US Building of the Week

Community Information Center

Efficiency Lab for Architecture
5. d’abril 2021
Photo: Blake Marvin (All images courtesy of v2com)
Project: Community Information Center
Location: San Jose, California, USA
Client: Avenues: The World School
Design Architect: Efficiency Lab for Architecture
Architect of Record: Adamson Associates
MEP: Syska Hennesy
Structural Engineer: SOM
Civil Engineer: Kimley Horn
Lighting Designer: Claude Engel
Acoustical: Longman Lindsay
Area: 10,000 sf
Photo: Blake Marvin
What were the circumstances of receiving the commission for this project?

Since 2017, Efficiency Lab for Architecture has been the Global Design Architect for Avenues: The World School, an organization dedicated to providing transformative, world-focused learning experiences to students around the globe. As the global design architect, the firm has implemented design solutions for the school from large scale campus master planning to building design, interior design, and furniture design around the world, including San Jose, Miami, New York, São Paulo and Shenzhen. Efficiency Lab master-planned the Avenues Silicon Valley Campus and completed the entitlements process during 2019-2020. The Community Information Center (CIC) is the first phase of the campus development.

Photo: Blake Marvin
Please provide an overview of the project.

The Community Information Center (CIC) will serve as an enrollment center for making presentations to parents of prospective future students ranging in age from toddlers through 12th grade. The project is an adaptive reuse of half of the ground floor of an existing three-story commercial office building, infusing a wide-open floor plan comprised of a reception/lounge area, an 80-person presentation room, meeting rooms, interview rooms, and staff offices.

Photo: Blake Marvin

External design elements set the mood for visitors to the new CIC, led by an innovative design approach focused on transitioning attention away from the hustle and bustle of surrounding roads and an adjacent parking lot. A series of concrete portals through existing redwood trees define a new entry sequence to the project. As visitors enter the building, entry into the presentation room passes through an additional threshold portal, this time in the form of a bright orange box, illuminated by cove lighting along the edge of its frame. Passing through the colorful entry portal, a clean, modern, open floor plan emerges, revealing visual continuity of spaces framed between engineered European hardwood oak floors and an acoustic ceiling that stretch across its entirety. The space artfully combines hints of industrial design and strategic uses of geometry and light, creating a stimulating ambiance that is conducive to thinking and learning.

Photo: Blake Marvin

A translucent fabric scrim is stretched over an expansive window, creating a museum-like spatial quality, with the frameless scrim diffusing natural light, while doubling as a projection screen for the presentation room. A 30-foot, double-paned glass partition separates the presentation room from the lounge area, where a second fabric scrim is installed along a wall, bearing the printed mission statement of the school. The seamless glass partition ensures visual continuity of the space, while also serving as an acoustic barrier between the two zones.

Photo: Blake Marvin
What are the main ideas and inspirations influencing the design of the project?

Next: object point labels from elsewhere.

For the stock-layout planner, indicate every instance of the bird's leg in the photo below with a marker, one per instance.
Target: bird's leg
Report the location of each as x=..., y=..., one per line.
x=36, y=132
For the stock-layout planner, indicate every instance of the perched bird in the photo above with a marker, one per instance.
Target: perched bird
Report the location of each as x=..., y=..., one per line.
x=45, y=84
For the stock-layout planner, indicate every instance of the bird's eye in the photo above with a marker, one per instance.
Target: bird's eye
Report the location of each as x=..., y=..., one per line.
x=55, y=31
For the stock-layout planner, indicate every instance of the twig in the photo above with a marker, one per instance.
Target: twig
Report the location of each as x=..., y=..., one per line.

As the global design architect of Avenues, an organic relationship with the school has developed over the past four years, and that has included joint research in the education sector. Many concepts derived from that research have been incorporated into the CIC, including portals, thresholds, niches and open plan studio.

Photo: Blake Marvin
How does the design respond to the unique qualities of the existing building?

California is a driving culture, and the scale of open spaces around the buildings are calibrated to the car scale. The existing building is wrapped around by large areas of asphalt, for roads and parking lots. The project re-established the building entrance as a walkway through existing red wood trees along the side of the building, transforming the entry experience back to human scale. To further focus the visitor’s attention a series of concrete portals are created along the walkway, in L-shaped formation, creating a pathway of geometric sensory that is reminiscent of an art installation.

Photo: Blake Marvin
What products or materials have contributed to the success of the completed project?

  • Translucent Stretched Fabric: Barrisol
  • Interior Glass Partition: Teknion
  • European Oak Floor: Havwoods
  • Acoustic Baffles: Lamvin

Email interview conducted by John Hill.